В подкрепление этих слов он так махнул могучей ручищей с зажатой в ней кружкой, что пиво выплеснулось на ковёр.
— В смысле? — спросил я.
— В простом, — опять сделал он добрый глоток из кружки, крякнул удовлетворённо и продолжил: — Раньше каждый из народов имел своё убежище. Кроме людей разве что, но это скорее исключение. У нас, гномов, всегда были наши пещеры. Считай, неприступные, к тому же, кроме нас, тут толком никто и воевать не мог. Воевали мы и наверху. И с орками, и с гоблинами, и с эльфами, и всегда могли отступить к себе. И нас в наших пещерах было не достать. Ворвётся враг в ворота, заплутает в коридорах, попадает в ловушки, попадёт под обвалы, да и в подземной войне мы были получше любого. А что теперь? К нам сюда и ломиться не надо. Думаешь, я про этот самый ваш хлор не слышал? Газ пустите, и нам кранты. И войти можно теперь без труда — тротил заложил как надо, и нас в пещерах ещё и завалит. Не стало убежища у гномов.
— А у эльфов что было?
— Ха, вот вопросик, а? Что значит — пришлый! У эльфов их пущи были пуще крепости, прости мой эльфийский. Каждая их пуща — это чистая магия. Любого вошедшего заплутает, заведёт в овраги, подведёт под стрелы, уронит в ямы, сжечь её было нельзя… пока вы напалм делать не начали.
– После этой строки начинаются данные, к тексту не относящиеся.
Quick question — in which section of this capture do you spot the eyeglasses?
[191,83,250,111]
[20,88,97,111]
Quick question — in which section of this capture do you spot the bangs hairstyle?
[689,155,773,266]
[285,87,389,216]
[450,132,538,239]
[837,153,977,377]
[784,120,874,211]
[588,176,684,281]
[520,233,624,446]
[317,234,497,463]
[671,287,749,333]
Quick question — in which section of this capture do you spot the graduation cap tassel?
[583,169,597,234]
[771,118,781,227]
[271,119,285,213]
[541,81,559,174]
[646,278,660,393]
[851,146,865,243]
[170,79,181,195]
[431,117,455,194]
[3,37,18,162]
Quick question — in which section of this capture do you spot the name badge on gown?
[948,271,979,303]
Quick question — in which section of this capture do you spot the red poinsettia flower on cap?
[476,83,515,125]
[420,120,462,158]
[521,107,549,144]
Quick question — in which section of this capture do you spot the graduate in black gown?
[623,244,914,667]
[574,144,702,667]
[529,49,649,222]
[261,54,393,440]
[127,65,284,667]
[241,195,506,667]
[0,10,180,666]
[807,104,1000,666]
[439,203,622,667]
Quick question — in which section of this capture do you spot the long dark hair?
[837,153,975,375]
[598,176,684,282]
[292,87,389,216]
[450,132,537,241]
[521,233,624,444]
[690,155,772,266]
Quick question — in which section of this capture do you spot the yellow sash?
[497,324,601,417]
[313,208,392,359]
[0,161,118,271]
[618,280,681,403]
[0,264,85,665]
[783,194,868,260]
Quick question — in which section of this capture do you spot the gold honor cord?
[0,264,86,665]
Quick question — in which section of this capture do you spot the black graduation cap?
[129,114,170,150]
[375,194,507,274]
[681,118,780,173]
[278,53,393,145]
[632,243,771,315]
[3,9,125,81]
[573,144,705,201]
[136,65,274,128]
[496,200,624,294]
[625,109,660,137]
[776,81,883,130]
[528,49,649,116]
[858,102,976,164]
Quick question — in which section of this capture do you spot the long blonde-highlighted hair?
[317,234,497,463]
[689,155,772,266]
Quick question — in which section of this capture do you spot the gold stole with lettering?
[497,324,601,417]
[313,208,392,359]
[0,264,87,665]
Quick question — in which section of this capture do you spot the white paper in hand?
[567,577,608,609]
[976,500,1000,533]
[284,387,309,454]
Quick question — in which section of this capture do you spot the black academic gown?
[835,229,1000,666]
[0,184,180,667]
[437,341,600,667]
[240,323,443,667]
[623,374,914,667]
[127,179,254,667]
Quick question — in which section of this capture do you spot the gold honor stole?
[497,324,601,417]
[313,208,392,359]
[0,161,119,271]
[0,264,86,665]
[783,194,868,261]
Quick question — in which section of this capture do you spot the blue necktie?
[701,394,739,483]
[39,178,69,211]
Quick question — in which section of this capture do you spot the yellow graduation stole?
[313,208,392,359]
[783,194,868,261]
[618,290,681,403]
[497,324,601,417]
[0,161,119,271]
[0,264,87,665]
Дарри ещё хлебнул пивка, вновь наполнил кружку. Откинулся, почесал пятку, продолжил:
— А что в итоге? Они тысячи лет там в безопасности себя чувствовали, вокруг своих мэллорнов с дудками плясали, а теперь… У меня вот сиденье в гадюшнике из мэллорна. Того самого, что вы срубили после того, как Пущу вырубили. Оно мне душу и задницу греет, как вспомню, на чём сижу. Ты хоть сам понял, что сделали?
— Что?
— Вы эльфам мир перевернули! Они эти пущи как храмы самим себе воспринимали, сами себе намолиться не могли. А вы их там пушками, осколками по башкам. И с самолётов бомбы кидаете, в пущу не входя. Чтобы, значит, в ловушки попадаться и плутать. А входите тогда, когда там уже некому магию поддерживать и палки на палке не осталось. И самое главное, не хватает магии против напалма — дольше он горит, чем природной магии хватает сил огонь гасить. От сотворения мира пущи не горели. А тут на тебе — загорелись! После этого молодые эльфы старших бросать начали и в города потянулись. Всё, раскол у них.
Я тоже допил до дна, потянутся к бочонку, нацедил доверху тверского светлого. Хорошее пиво, мне нравится. А Дарри между тем продолжал разглагольствовать:
— Орки тоже своих крепостей лишились. Не крепостей, в смысле, а неуязвимости в оных. Кто их на островах раньше штурмовать брался, где стены от скал на двести аршин вверх уходят? Никто. А вам и не надо. Один монитор подойдёт, день постреляет, и все их стены вместе со скалами в море сползут. А им в монитор этот самый даже плюнуть толком нечем. Те пушки, что вы им продаёте, для такого дела не годны. Не осталось истинной крепости. Все почувствовали себя уязвимыми. Кстати, от этого нервничают и могут дел натворить.